One last question: how do we source the iron itself? The present process of producing iron releases a lot of CO2. Because iron ore reacts with carbon monoxide: Fe2O3 + 3 CO à 2 Fe + 3 CO2. We will have to start producing iron sustainably in the first place, using sustainably produced hydrogen: Fe2O3 + 3 H2 à 2 Fe + 3 H2O. And finally, we will have to sinter the iron in order to produce iron powder. Another process that requires energy and funding. In short, we have not by far developed the technological pathway toward the iron cycle yet. And then, this pathway will have to prove itself, in competition with the alternatives for storing energy.
Hoe viable is iron powder as a fuel?
For these reasons, a discussion has been waged on the internet as to the viability of this process. What is the overall efficiency of heat production using iron powder as an intermediate? Hydrogen production from water by electrolysis already comes with its inefficiency, the efficiency being about 75%. The total cycle of iron incineration plus regeneration might then attain an efficiency of 65%. The efficiency of process heat production from iron incineration might be 85-90%. The entire cycle, as now in place at Bavaria, might then attain 55-59% at most. Will that do? And for which applications?

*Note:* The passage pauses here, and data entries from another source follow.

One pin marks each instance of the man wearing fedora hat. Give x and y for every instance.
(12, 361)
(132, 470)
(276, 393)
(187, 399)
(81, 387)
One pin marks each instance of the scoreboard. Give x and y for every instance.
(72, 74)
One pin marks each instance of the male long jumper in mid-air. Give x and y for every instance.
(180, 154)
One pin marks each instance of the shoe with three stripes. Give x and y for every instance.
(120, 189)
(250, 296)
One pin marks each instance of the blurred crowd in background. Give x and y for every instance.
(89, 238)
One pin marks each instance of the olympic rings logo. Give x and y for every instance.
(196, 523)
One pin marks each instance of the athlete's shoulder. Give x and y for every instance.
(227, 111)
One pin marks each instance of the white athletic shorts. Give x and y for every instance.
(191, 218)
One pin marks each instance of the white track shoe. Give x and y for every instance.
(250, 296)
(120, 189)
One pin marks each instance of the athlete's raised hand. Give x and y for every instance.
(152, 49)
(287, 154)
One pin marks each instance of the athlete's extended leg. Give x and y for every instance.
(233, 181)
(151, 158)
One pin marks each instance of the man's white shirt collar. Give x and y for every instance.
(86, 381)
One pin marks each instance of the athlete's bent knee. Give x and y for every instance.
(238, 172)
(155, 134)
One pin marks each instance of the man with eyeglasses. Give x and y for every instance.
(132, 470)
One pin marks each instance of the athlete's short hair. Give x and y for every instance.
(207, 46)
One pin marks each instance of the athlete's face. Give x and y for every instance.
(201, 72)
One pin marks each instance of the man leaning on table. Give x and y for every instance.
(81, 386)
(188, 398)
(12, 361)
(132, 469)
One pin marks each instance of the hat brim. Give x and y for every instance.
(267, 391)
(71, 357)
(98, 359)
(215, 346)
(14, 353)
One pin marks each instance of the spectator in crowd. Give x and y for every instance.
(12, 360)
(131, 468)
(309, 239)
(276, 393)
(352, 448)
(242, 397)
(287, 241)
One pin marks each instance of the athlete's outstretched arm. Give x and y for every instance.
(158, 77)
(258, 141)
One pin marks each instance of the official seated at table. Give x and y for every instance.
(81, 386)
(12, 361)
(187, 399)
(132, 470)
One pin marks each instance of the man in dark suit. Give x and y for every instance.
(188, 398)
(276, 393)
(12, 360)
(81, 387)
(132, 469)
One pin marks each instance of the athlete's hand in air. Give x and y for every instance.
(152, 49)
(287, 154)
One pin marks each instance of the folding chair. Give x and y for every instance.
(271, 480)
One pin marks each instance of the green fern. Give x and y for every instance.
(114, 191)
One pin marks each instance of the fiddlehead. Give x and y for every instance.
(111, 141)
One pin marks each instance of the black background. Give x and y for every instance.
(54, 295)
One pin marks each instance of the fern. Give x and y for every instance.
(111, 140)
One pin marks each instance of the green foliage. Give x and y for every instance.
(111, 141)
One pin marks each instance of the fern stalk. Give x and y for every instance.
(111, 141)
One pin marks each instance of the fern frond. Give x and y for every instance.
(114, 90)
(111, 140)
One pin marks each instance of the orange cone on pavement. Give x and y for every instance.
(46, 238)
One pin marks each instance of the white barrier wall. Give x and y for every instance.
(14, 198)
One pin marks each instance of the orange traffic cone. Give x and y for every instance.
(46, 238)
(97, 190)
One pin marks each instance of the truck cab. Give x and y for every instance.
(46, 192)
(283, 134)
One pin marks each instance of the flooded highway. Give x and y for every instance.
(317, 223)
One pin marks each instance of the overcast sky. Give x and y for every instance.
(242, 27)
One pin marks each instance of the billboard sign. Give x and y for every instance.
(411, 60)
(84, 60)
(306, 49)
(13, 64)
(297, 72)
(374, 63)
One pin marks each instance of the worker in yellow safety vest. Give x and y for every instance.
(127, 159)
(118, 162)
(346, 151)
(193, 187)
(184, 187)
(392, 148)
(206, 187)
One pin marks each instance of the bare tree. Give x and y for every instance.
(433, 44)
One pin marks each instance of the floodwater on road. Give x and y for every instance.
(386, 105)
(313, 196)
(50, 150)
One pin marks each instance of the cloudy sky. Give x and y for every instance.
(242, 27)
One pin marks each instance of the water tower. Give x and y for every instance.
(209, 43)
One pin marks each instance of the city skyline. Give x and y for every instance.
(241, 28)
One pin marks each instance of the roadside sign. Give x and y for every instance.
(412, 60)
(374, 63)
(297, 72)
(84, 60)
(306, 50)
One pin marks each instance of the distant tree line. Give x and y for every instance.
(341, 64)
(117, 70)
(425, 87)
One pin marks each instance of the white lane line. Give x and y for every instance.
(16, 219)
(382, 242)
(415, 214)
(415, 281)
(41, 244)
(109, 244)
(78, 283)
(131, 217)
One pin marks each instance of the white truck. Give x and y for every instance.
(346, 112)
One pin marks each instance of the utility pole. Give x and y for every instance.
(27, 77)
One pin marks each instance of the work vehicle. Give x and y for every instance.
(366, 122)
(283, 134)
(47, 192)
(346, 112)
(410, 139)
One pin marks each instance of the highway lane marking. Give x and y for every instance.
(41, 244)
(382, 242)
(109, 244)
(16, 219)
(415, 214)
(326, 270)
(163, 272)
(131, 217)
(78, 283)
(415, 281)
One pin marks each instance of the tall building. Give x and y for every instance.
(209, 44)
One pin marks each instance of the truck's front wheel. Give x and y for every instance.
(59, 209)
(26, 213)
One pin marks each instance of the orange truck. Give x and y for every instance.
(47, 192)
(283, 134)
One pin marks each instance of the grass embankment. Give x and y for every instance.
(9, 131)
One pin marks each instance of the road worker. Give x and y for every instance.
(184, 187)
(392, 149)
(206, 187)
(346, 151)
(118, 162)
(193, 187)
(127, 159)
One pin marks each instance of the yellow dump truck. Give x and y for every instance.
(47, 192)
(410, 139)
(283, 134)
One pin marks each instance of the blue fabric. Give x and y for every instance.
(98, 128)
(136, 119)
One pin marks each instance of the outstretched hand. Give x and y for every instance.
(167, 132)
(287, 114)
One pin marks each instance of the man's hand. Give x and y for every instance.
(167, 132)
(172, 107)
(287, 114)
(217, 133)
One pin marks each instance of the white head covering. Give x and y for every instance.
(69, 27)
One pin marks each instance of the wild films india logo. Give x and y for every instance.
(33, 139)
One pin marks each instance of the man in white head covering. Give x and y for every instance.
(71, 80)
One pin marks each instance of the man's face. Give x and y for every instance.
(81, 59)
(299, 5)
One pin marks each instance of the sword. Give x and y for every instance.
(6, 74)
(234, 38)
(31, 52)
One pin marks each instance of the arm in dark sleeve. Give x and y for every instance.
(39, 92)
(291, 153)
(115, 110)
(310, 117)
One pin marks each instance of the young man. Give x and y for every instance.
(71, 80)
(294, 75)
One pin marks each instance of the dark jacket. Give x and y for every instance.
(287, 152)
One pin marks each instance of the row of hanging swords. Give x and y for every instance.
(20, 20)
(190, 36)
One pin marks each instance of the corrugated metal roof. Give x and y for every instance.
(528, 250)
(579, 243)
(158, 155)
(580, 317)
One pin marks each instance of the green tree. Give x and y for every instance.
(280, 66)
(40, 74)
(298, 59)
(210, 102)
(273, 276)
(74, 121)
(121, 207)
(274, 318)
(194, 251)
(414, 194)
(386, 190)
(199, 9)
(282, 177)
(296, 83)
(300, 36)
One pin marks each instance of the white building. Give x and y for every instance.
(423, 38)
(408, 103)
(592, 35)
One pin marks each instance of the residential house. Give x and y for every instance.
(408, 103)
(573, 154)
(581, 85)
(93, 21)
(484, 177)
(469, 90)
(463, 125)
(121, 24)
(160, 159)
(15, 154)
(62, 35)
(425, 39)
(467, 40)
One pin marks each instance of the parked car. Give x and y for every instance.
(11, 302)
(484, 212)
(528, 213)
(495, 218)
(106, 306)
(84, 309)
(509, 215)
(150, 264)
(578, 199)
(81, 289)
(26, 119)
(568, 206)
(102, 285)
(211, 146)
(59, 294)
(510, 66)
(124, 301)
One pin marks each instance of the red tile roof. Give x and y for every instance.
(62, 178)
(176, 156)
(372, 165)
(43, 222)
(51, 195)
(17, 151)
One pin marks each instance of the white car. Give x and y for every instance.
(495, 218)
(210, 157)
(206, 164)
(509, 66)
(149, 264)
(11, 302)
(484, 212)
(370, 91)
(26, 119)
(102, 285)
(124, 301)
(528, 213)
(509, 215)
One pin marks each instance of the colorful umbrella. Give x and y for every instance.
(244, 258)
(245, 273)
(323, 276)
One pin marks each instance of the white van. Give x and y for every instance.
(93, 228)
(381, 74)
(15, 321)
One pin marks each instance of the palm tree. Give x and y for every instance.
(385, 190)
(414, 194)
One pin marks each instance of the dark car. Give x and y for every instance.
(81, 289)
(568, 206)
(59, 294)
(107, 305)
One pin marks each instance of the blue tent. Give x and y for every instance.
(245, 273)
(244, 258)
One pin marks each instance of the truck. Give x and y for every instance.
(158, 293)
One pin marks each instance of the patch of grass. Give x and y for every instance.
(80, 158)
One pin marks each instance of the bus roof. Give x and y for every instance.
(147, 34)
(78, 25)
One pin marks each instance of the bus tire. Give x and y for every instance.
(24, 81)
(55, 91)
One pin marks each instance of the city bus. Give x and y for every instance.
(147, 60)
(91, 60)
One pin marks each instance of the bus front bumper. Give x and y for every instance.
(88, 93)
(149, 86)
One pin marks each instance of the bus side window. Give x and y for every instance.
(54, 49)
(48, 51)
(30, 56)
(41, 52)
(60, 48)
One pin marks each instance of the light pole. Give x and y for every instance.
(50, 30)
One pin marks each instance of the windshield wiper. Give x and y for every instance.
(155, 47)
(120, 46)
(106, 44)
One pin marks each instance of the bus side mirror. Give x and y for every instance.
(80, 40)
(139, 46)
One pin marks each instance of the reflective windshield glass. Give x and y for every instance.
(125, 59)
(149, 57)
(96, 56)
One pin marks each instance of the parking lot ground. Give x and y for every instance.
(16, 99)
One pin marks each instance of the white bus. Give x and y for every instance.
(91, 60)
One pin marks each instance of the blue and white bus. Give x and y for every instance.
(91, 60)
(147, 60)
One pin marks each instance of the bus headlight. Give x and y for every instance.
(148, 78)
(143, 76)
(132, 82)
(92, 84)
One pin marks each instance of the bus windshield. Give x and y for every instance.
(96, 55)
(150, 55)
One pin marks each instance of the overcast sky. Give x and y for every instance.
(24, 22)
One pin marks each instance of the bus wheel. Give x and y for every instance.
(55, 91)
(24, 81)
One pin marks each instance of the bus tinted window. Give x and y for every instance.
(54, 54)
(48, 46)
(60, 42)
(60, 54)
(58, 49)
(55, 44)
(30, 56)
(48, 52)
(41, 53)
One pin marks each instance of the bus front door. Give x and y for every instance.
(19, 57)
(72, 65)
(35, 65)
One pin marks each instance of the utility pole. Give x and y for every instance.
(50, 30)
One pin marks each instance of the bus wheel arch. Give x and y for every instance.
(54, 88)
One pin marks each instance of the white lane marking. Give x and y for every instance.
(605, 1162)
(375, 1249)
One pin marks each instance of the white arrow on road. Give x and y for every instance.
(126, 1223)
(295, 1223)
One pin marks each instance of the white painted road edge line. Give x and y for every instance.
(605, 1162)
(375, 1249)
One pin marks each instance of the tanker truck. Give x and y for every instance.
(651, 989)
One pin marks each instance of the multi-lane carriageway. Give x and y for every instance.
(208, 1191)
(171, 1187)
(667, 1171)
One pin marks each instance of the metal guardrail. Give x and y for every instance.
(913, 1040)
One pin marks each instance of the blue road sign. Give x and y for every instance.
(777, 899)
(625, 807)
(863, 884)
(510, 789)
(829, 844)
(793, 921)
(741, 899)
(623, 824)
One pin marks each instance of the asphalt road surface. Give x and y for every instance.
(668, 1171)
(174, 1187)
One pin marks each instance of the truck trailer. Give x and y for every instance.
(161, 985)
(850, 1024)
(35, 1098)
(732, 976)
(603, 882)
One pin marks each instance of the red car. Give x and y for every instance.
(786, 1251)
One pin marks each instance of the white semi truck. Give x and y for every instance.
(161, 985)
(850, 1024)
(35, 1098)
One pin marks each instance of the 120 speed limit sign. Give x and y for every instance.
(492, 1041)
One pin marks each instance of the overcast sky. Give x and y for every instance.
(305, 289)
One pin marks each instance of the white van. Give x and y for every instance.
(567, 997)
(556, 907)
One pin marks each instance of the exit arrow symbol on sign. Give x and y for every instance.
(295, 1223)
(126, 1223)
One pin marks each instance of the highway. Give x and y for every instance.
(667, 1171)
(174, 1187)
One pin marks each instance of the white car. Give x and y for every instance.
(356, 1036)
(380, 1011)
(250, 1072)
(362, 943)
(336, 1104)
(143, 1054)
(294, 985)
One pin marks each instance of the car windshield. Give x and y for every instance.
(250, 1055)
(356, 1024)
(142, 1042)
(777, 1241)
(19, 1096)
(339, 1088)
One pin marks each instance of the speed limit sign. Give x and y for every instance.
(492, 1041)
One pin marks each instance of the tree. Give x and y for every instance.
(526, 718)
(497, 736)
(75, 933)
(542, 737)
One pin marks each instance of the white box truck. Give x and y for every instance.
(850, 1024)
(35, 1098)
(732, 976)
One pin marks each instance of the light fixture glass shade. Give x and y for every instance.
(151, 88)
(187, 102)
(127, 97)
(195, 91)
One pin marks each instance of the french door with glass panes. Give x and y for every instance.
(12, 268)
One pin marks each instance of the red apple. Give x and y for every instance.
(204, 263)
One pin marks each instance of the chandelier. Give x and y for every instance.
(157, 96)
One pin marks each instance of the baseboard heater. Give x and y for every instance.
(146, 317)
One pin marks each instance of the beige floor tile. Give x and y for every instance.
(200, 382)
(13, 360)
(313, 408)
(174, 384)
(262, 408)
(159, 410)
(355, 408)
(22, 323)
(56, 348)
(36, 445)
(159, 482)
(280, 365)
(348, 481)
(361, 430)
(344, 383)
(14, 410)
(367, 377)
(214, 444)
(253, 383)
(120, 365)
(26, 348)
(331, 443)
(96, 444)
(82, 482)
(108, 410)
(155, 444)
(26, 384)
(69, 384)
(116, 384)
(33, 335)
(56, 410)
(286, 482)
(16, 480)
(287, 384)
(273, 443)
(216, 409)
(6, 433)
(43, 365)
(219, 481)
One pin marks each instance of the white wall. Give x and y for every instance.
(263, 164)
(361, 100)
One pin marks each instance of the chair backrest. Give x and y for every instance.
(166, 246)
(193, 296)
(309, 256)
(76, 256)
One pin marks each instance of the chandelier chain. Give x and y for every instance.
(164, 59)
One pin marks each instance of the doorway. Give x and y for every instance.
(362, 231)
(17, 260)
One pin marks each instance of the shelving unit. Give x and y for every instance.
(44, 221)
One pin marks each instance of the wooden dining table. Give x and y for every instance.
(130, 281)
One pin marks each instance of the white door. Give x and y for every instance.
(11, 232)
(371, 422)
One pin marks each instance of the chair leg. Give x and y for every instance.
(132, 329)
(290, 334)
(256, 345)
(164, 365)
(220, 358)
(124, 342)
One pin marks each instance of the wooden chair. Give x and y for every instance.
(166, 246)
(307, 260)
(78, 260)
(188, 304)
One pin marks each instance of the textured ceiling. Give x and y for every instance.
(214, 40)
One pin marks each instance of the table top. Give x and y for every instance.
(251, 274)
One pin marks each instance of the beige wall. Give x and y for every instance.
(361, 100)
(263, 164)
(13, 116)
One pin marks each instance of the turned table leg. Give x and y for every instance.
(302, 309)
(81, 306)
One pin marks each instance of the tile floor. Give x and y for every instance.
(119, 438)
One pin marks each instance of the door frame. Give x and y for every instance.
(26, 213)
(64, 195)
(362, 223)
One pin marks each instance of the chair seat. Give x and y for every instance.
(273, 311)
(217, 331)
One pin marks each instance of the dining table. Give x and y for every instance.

In two years’ time, RIFT intends to construct a 5 MW device for the use of iron as a fuel. They already signed a letter of intent with Veolia industrial services. Verhagen: ‘I envisage a future for iron fuel, alongside with wind turbines, solar panels and hydrogen, as an important sustainable alternative to fossil fuels. Our goal is that we will be able to decarbonize industry worldwide, using iron as a fuel.’